The economics of stuff, or secular stagnation and cast iron frying pans

Dan here…When in Fort Lauderdale, FL to visit a son and his girlfriend this Christmas, I ran into the phenomenon of ‘lots of stuff’ as they furnished their new apartment. Both real estate turnover and ‘used furniture’ were thriving industries, I assume partly from the turnover of ‘snowbirds’ and younger folk offering services to this older population. (update:typos corrected)

Frances Woolley at Worthwhile Canadian Initiative points us to another look at this idea of the economics of stuff…

This post could have been called, “Secular Stagnation and Cast-Iron Frying Pans”. Secular stagnation is sometimes thought to be caused by an imbalance between savings and business investment. The economics of stuff explains secular stagnation in terms of household investment, that is, investment in consumer durables.

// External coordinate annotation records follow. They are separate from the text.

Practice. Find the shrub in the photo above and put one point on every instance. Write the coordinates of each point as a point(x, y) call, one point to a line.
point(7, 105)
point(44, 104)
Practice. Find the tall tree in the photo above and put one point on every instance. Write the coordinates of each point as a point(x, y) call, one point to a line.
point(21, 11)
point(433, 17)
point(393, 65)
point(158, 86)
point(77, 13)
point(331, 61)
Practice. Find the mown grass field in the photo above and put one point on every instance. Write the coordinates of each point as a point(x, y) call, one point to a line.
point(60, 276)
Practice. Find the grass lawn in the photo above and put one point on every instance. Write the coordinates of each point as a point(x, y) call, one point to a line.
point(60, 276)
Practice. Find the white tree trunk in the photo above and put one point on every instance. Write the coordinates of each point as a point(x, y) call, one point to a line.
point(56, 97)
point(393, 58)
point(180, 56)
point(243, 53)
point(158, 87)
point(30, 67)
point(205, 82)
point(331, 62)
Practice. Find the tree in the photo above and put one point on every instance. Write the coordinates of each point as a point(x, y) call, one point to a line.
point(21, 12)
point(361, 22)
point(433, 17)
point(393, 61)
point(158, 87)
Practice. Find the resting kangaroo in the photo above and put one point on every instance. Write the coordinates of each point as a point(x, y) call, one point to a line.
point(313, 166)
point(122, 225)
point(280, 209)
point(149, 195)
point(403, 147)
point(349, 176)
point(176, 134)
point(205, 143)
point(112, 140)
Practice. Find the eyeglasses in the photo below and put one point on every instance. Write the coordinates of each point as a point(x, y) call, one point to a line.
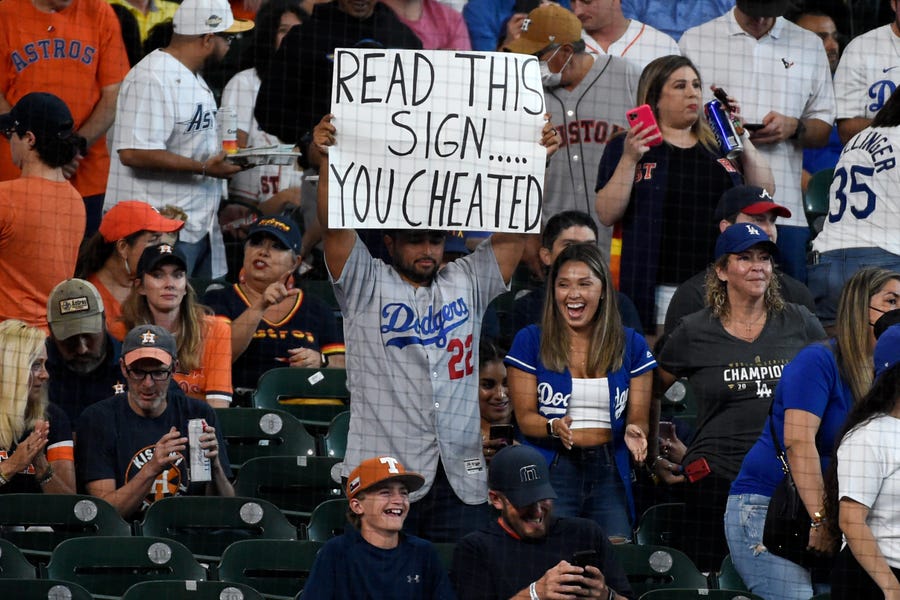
point(141, 374)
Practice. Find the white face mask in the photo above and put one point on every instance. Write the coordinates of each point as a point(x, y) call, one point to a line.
point(548, 78)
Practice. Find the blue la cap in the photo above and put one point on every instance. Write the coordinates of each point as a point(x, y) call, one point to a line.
point(887, 350)
point(743, 236)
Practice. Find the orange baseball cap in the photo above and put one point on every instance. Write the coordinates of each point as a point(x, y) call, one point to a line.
point(381, 469)
point(130, 216)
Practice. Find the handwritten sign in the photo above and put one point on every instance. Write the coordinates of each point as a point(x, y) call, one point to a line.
point(436, 140)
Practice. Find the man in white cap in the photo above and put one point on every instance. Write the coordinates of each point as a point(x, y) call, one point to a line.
point(133, 447)
point(166, 146)
point(82, 357)
point(373, 558)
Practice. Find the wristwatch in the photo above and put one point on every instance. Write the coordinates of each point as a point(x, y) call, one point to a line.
point(801, 128)
point(550, 427)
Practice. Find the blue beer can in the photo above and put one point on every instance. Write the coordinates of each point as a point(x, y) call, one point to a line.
point(723, 128)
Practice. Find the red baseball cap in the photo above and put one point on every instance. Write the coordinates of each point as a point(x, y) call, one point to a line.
point(130, 216)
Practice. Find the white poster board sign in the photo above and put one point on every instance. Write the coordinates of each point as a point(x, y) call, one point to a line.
point(436, 140)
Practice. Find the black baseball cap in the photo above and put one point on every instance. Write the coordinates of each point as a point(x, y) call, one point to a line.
point(283, 229)
point(43, 114)
point(521, 474)
point(748, 199)
point(162, 254)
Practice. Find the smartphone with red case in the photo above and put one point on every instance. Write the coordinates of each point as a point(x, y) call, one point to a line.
point(697, 470)
point(644, 114)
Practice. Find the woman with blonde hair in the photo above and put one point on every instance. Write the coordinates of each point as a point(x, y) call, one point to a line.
point(580, 384)
point(816, 393)
point(732, 353)
point(163, 296)
point(36, 450)
point(108, 259)
point(664, 195)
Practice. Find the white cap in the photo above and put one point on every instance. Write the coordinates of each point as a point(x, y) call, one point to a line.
point(199, 17)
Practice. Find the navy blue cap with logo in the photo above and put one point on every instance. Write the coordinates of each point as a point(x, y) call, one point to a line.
point(43, 114)
point(521, 474)
point(743, 236)
point(162, 254)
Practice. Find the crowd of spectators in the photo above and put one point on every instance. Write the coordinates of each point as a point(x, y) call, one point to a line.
point(665, 254)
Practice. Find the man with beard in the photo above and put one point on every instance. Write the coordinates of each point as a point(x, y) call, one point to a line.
point(133, 447)
point(412, 330)
point(166, 145)
point(527, 552)
point(82, 358)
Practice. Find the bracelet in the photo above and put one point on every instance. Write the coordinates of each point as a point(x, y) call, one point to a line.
point(801, 129)
point(47, 476)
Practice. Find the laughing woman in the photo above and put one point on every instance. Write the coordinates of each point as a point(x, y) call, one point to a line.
point(580, 384)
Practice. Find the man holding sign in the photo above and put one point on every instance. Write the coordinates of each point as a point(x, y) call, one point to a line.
point(411, 329)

Buying cast-iron frying pans is a form of investment – one that pays dividends for decades in the form of excellent grilled cheese sandwiches. But I already own three cast-iron frying pans – I’m not planning on buying any more for the foreseeable future.

The economics of stuff suggests secular stagnation is due to deficient population growth, as well as population aging. It doesn’t matter how many old people there are, as long as the population is growing, young people will come along who will need to buy stuff. But if there is no net population growth – or if the number of old people exceeds the number of young people – the young no longer need to buy stuff. They can get all the cast-iron frying pans (and furniture and wine glasses and vinyl LPs) they need from old people. Who are happy to get rid of it.

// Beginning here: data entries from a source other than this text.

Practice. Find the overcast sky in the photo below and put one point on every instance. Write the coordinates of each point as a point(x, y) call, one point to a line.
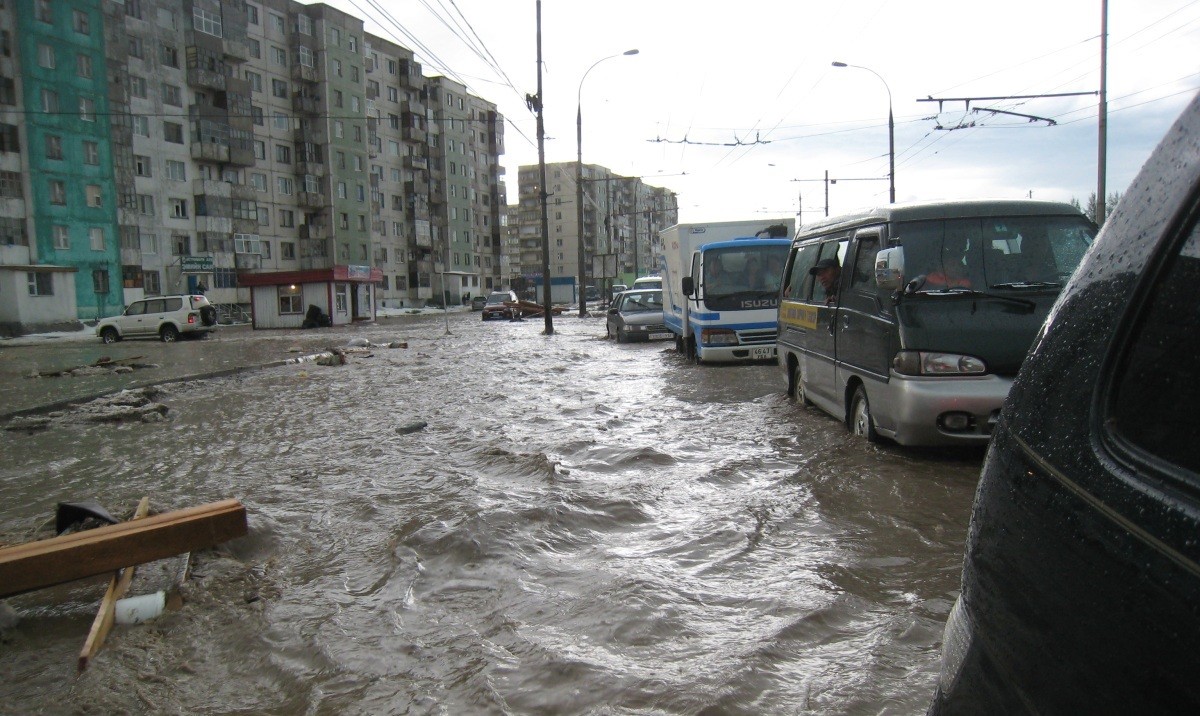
point(730, 104)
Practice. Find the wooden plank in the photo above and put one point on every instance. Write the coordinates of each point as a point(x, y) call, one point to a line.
point(66, 558)
point(117, 589)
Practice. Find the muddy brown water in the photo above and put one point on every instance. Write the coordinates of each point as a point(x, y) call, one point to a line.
point(581, 528)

All of what I’ve written here is basically common sense, but it points to two limitations in the micro-foundations of other explanations of secular stagnation. First, because other explanations fail to take into account the limitations of people’s capacity to store stuff, and people’s (irrational) aversion to getting rid of stuff, they fail to predict the extent to which people’s demand for new stuff falls over time. Second, they treat “consumption” as something that lasts one period and then disappears. That’s wrong.

Stuff is messy and hard to deal with. But that’s not an excuse for tossing it out of economic analysis.

Lifted from comments at Worhwhile Canadian Initiative:

rjs says….

How can anyone be happy w/o a cast-iron frypan? Only way to do steak..or lamb chops or soda or potato farls..
2) thru 6) suggest that maybe “lower rates of economic growth” are not necessarily the end of civilization as we know it, but may actually be accompanied by an increase in that elusive observable “contentment”.

Self Storage Association and The Economist add extra information.

The self storage industry in the United States generated more than $24 billion in annual U.S. revenues (2013 – estimate). The industry has been the fastest growing segment of the commercial real estate industry over the last 40 years and has been considered by Wall Street analysts to be “recession resistant” based on its performance since the economic recession of September, 2008. The industry pays more than $3.25 billion each year in local and state property taxes.